Saturday, March 08, 2025

Toward the journey's end

 

    Each life is unique, and so is each death. We are distinct in both existence and departure. Different illnesses lead to different endings, yet even the same illness manifests uniquely in each individual. While many of us aspire to a "good death," it is improbable that we will pass away as we envisioned. Life rarely grants all our wishes, and an easy death is often among the unfulfilled. Ultimately, we cannot predict how our end will unfold. Even suicides do not always go as planned.

    Throughout life, we experience both joy and sorrow, but the process of dying is often marked solely by sadness. Death may or may not be preceded by prolonged suffering, making the hope for a painless passing an uncertain expectation rather than a guarantee. Even in sudden death, the realization of life's end brings not just pain and sorrow but also unresolved conflicts, unfulfilled promises, and lingering regrets. Most of all, it confronts us with the years that might have been but will never be.
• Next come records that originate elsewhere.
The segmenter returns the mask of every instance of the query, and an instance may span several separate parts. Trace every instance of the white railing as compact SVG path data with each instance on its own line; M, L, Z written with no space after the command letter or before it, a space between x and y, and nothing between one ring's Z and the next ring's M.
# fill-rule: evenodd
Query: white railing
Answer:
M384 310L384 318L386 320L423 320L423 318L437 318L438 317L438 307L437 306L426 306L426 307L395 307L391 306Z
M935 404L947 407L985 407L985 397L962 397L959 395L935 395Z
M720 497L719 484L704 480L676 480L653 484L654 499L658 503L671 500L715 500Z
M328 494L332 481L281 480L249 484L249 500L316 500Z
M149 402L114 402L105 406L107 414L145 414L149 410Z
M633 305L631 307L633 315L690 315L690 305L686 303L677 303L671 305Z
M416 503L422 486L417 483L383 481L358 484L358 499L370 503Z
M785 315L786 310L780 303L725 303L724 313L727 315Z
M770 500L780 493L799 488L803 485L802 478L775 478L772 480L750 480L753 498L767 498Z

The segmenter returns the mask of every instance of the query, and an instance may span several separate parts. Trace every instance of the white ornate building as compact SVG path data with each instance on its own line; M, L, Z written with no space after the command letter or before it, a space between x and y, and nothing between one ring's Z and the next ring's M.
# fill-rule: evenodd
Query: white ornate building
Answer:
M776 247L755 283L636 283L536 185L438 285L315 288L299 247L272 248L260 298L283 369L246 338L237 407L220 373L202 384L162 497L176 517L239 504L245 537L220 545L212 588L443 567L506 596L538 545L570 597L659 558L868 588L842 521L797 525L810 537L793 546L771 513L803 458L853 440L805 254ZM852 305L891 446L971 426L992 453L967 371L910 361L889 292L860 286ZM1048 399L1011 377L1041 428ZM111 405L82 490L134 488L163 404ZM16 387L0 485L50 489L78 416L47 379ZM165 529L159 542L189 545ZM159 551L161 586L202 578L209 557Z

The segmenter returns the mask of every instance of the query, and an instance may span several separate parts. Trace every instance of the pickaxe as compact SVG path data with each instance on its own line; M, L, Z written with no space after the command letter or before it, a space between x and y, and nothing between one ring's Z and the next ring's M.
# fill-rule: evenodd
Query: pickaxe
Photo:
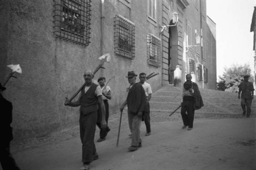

    Perhaps a "good death" is possible, but the process of dying is rarely, if ever, good. The nature of our final illness shapes the atmosphere in which we take our leave. In the past, death was often a moment of communion with loved ones, a time for reflection, and, for many, a preparation for another life beyond this one. Today, fewer people seek solace in religion at the time of death. Nevertheless, some agnostics and even atheists find themselves drawn to faith when the end is near. The tragic hero Policarpo Quaresma, from Lima Barreto's novel, declared, "I will open the road to heaven even if it has to be with bullets." For many, the belief in an afterlife provides comfort. Pope John Paul II, sensing his time had come, said, "Let me go to the house of the Father."

    When facing death—our own or that of a loved one—we must recognize that not all circumstances allow for choices, even with the best medical knowledge available. We must permit those we love to die when their time arrives, without burdening ourselves with guilt for not prolonging life at any cost. Our existence is finite, and our departure is inevitable. Still, we hope to leave behind good memories and a meaningful legacy. Some find solace in knowing they have fulfilled their purpose. In this sense, dignity in death is not about the moment of dying but about the dignity with which life was lived.

    We must accept that our lifespan is limited for the survival of the species. We die so that others may live; our death is, paradoxically, a triumph of life's continuity. True dignity lies in facing death with altruism. Achieving this serenity is not easy, but our brief passage on Earth should be purposeful and fulfilling. As the Brazilian writer Guimarães Rosa observed, "Living is dangerous... because it is in learning to live that we truly experience life. A perilous crossing, but life’s crossing nonetheless."

    Philosopher Norberto Bobbio once reflected, "Before birth, I was not, and after death, I will not be... Will I?" The certainty of nonexistence is unknowable, but we do know that in death, we lose not only our physical form but also the life we have lived. Thus, the classic idea of dying with dignity may need reconsideration. Rather than seeking dignity at the moment of death, we should strive to embody it throughout our lives. Perhaps, as Nuland suggested, even our unrealized dreams can bring a form of contentment, for only those long dead have no more promises to keep or roads left to travel.